Riding long distances in mountains isn’t about sprints, it’s about endurance – pushing power through the pedals for a long period of time. When climbing the only things that really matter are the amount of power you can push, and the weight that you’re carrying up the hill. This ratio of power to weight, measured over long time periods, is the thing to aim to increase. So the plan for training has mainly revolved around increasing this functional threshold power. My power-to-weight ratio over a full hour is somewhere below 4 watts per kilogram. (For context, a Tour de France winner will be above 6 W/kg, so there’s a way to go before the Milanese night manager can say he spotted any real talent.) My training target is to be above 4 W/kg by the time I get to the start in Nice.

An obvious way to train for climbing mountains might be to climb a lot of mountains. Unfortunately, the surroundings of Berlin being as flat as a pancake, there aren’t many natural ways to do this. This has meant a lot of riding indoors doing low- and medium-intensity intervals – boring but effective at getting a good base of endurance power. Throw in some visits to the Cornish hills and this year’s Marmotte and that’s as much real climbing as I’ll be able to get in training. For any more I’ll have to pretend.

The old saying goes that cycling never gets easier, you just go faster. I’ve found it difficult to judge how the training is going, sometimes, because the workouts don’t feel any easier. The suffering comes in self-inflicted timed bursts, and doesn’t get any less as training progresses. The real test, and the reward, is getting up into the hills.

Bring on the mountains

The couple of days before my first Marmotte were the first time I’d cycled in mountains. It’s beautiful up there – long views down into the valleys and over to the next snow-capped peaks.

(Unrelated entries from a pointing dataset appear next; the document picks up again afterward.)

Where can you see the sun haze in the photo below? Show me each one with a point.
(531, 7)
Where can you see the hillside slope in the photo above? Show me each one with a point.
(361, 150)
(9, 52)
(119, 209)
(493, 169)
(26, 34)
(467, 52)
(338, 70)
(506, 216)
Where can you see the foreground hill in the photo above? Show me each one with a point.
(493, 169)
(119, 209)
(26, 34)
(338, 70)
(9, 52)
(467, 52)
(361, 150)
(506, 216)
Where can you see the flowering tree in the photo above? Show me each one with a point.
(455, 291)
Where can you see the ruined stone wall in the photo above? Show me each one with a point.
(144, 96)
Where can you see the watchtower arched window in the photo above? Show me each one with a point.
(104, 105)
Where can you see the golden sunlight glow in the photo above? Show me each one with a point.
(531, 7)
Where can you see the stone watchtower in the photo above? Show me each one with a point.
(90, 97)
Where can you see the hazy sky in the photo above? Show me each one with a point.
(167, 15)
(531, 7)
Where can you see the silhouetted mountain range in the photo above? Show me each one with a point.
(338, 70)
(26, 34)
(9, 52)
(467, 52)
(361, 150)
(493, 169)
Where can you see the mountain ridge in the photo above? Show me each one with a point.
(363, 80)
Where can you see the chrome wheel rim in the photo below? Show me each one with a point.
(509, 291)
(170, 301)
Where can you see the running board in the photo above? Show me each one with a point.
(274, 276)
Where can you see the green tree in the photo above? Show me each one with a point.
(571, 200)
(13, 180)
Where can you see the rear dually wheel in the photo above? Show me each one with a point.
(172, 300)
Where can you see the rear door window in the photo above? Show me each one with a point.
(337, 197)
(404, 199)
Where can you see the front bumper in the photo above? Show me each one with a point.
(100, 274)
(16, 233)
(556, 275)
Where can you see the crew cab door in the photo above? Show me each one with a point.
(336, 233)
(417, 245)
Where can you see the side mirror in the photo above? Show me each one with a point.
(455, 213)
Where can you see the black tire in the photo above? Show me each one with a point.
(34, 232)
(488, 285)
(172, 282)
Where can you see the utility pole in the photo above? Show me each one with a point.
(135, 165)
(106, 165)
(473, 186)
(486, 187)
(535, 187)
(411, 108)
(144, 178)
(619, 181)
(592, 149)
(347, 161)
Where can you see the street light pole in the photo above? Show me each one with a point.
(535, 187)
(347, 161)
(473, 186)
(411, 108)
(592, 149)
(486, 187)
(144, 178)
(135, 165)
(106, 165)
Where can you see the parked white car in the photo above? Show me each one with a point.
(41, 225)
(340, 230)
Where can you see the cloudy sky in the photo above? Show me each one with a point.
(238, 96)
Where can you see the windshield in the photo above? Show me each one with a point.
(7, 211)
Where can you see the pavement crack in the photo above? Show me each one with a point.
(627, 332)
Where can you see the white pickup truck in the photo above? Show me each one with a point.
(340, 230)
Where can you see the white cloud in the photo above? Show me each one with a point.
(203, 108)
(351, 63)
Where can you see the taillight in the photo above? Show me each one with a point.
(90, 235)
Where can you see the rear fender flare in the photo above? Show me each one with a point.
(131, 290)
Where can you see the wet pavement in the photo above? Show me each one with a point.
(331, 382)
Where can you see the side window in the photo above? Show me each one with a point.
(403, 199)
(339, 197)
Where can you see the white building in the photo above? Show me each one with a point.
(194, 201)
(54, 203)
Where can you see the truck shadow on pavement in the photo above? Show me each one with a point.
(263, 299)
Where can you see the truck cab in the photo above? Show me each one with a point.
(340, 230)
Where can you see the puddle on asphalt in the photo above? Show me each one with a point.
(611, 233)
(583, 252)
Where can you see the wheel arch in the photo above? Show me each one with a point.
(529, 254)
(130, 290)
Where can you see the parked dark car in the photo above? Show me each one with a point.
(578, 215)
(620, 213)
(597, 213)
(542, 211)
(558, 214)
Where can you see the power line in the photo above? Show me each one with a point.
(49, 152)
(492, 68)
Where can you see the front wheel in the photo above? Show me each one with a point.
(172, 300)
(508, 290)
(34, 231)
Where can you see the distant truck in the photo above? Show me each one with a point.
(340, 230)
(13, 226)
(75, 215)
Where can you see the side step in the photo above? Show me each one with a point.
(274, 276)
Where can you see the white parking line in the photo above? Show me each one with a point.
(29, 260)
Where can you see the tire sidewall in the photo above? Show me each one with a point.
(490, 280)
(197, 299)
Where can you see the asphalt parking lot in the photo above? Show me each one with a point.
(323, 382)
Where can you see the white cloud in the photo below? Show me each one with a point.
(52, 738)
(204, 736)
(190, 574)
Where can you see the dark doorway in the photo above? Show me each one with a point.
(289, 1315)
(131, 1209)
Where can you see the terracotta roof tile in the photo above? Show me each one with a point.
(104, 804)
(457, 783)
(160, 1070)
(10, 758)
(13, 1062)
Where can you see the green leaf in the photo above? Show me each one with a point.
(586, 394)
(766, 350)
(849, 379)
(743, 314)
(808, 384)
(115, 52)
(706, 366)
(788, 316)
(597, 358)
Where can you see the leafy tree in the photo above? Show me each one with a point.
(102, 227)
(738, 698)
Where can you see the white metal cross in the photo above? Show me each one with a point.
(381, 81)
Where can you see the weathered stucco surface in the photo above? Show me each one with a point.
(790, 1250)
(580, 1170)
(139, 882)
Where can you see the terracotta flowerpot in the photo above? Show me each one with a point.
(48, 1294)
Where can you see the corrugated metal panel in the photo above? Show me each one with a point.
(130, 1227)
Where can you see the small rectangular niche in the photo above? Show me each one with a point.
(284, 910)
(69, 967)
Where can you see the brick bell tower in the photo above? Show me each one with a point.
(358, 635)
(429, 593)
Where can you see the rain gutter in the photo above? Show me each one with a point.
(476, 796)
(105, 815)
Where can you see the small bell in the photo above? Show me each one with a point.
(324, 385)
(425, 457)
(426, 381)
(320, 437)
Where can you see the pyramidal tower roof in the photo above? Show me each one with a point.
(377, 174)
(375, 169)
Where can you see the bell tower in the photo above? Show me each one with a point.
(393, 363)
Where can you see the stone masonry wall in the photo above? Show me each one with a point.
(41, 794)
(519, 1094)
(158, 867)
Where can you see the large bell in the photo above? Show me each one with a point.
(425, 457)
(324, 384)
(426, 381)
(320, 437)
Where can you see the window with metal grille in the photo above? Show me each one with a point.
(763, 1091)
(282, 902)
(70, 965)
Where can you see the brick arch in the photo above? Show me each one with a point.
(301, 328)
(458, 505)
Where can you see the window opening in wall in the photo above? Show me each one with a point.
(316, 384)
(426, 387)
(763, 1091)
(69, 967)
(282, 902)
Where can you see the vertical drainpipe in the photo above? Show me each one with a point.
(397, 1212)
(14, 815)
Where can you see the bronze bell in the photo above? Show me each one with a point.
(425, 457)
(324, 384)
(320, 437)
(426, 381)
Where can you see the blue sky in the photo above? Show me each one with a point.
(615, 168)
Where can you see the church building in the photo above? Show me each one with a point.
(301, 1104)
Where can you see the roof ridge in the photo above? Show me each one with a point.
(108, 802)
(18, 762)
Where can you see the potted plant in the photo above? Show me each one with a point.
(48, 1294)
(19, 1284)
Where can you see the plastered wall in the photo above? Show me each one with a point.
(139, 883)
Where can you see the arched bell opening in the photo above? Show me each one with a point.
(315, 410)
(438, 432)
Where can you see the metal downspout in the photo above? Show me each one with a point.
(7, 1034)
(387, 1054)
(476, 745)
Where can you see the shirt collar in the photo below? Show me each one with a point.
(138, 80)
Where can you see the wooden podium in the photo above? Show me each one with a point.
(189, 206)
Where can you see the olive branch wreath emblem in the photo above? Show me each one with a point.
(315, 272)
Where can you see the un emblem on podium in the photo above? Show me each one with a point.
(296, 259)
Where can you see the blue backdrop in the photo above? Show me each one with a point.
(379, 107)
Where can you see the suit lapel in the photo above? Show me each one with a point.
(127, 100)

The ascents are fun because they’re a challenge and the top is an achievement; the descents are fun, and they’re long enough to get comfortable with some speed. On long rides like these you see so much of a stunning landscape.

The plan, then, is to keep a sense of the pretty while suffering enough to finish within the limit and not so much that I can’t. I don’t know exactly how else to explain it to the wife. It hasn’t worked so far.